Can an employer maintain both a defined benefit pension plan and a defined contribution plan, i.e., 401(k)/profit sharing?
Yes. Under the tax law, it may be possible to significantly enhance benefits and contributions for owners and other High Compensated Employees provided that non-discrimination tests and tax deductibility rules are met.
When is the employer contribution due for funding purposes?
The contribution is due no later than 8 ½ months after the end of the plan year, September 15th for calendar year plans. If the contribution is not timely made, there can be an excise tax of 10% of the amount that should have been contributed.
Can a Cash Balance Plan be frozen or terminated?
Yes, a Cash Balance Plan can be frozen or terminated subject to the same rules that apply to other qualified retirement plans.
Are Cash Balance benefits subject to creditors?
Employer sponsored retirement plans, Cash Balance plans, are protected from creditors by the Bankruptcy Abuse Prevention and Consumer Protection Act of 2005 (the “Act”) as well as a specific ERISA statutory provision. This asset protection feature is an important one to owners and partners of professional firms.
Who is a good candidate for a Cash Balance plan?
Here a few considerations in deciding whether to adopt a Cash Balance plan.
First and foremost, an employer should consider a Cash Balance plan is it is profitable and has predictable revenue. It is a retirement plan with recurring contributions.
Second, the owners or partners are generally at least 40 years of age and earn at least $100,000 per year.
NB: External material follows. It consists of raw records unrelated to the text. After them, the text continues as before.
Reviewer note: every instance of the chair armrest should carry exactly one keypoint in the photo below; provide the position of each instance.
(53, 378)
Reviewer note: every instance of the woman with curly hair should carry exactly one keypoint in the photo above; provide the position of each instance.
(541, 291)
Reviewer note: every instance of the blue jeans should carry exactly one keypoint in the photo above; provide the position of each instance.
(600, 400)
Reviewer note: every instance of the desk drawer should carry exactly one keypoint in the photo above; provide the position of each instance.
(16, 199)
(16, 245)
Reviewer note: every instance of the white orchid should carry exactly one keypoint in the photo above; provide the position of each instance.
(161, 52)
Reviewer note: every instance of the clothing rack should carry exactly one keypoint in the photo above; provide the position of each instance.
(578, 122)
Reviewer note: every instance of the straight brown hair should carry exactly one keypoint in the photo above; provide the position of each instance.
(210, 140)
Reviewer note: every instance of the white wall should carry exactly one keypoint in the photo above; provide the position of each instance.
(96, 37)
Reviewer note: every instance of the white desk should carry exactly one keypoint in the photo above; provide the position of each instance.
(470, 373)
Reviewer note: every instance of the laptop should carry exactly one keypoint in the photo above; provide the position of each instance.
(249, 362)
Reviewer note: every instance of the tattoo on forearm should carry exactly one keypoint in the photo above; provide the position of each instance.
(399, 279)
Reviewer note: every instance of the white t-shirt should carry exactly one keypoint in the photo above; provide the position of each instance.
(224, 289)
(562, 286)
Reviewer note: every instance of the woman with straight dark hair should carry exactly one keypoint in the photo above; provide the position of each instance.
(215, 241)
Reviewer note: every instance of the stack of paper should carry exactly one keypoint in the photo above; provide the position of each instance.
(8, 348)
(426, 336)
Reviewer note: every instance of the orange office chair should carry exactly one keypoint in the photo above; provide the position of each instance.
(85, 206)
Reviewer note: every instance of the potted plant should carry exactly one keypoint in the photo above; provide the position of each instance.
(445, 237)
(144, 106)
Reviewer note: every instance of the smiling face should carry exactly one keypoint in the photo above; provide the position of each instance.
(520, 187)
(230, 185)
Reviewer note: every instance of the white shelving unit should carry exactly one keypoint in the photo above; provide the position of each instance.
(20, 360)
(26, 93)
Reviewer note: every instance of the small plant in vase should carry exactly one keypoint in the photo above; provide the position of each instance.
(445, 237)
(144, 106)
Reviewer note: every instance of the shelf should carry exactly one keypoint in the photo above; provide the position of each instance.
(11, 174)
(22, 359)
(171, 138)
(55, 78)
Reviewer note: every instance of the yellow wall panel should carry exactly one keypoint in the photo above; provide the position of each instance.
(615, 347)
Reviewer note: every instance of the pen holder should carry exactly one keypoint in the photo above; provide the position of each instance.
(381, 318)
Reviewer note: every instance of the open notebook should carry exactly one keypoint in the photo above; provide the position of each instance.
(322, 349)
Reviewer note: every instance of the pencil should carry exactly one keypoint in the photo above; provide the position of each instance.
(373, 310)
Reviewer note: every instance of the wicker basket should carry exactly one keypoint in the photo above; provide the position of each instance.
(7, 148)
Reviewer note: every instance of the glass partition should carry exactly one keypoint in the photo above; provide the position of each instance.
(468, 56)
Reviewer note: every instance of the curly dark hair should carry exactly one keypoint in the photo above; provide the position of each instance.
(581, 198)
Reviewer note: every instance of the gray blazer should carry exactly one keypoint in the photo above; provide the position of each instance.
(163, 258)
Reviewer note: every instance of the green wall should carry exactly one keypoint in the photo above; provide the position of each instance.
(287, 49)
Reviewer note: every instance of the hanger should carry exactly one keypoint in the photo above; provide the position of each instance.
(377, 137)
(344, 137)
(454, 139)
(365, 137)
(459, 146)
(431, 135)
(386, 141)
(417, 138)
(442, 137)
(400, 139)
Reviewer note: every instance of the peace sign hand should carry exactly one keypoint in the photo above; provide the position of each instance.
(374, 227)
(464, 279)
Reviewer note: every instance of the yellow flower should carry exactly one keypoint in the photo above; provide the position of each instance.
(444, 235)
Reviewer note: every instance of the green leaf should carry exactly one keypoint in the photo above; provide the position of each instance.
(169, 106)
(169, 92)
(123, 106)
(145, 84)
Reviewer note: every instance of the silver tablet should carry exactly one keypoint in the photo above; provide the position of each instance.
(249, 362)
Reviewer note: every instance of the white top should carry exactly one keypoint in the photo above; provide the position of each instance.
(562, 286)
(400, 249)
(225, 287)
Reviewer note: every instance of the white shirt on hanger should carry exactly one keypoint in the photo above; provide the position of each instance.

Third, they want to accelerate their retirement savings by contributing more than the annual maximum of $53,000 ($59,000 if age 50 or older) to a 401(k) and profit sharing plan.
But, of course, each employer’s situation is different, and this explanation of Cash Balance pension plans is necessarily brief. It’s provided for general information purposes only and should not be considered tax or legal advice. Employers should always check with a qualified tax advisor for the application of the tax laws to their specific situation.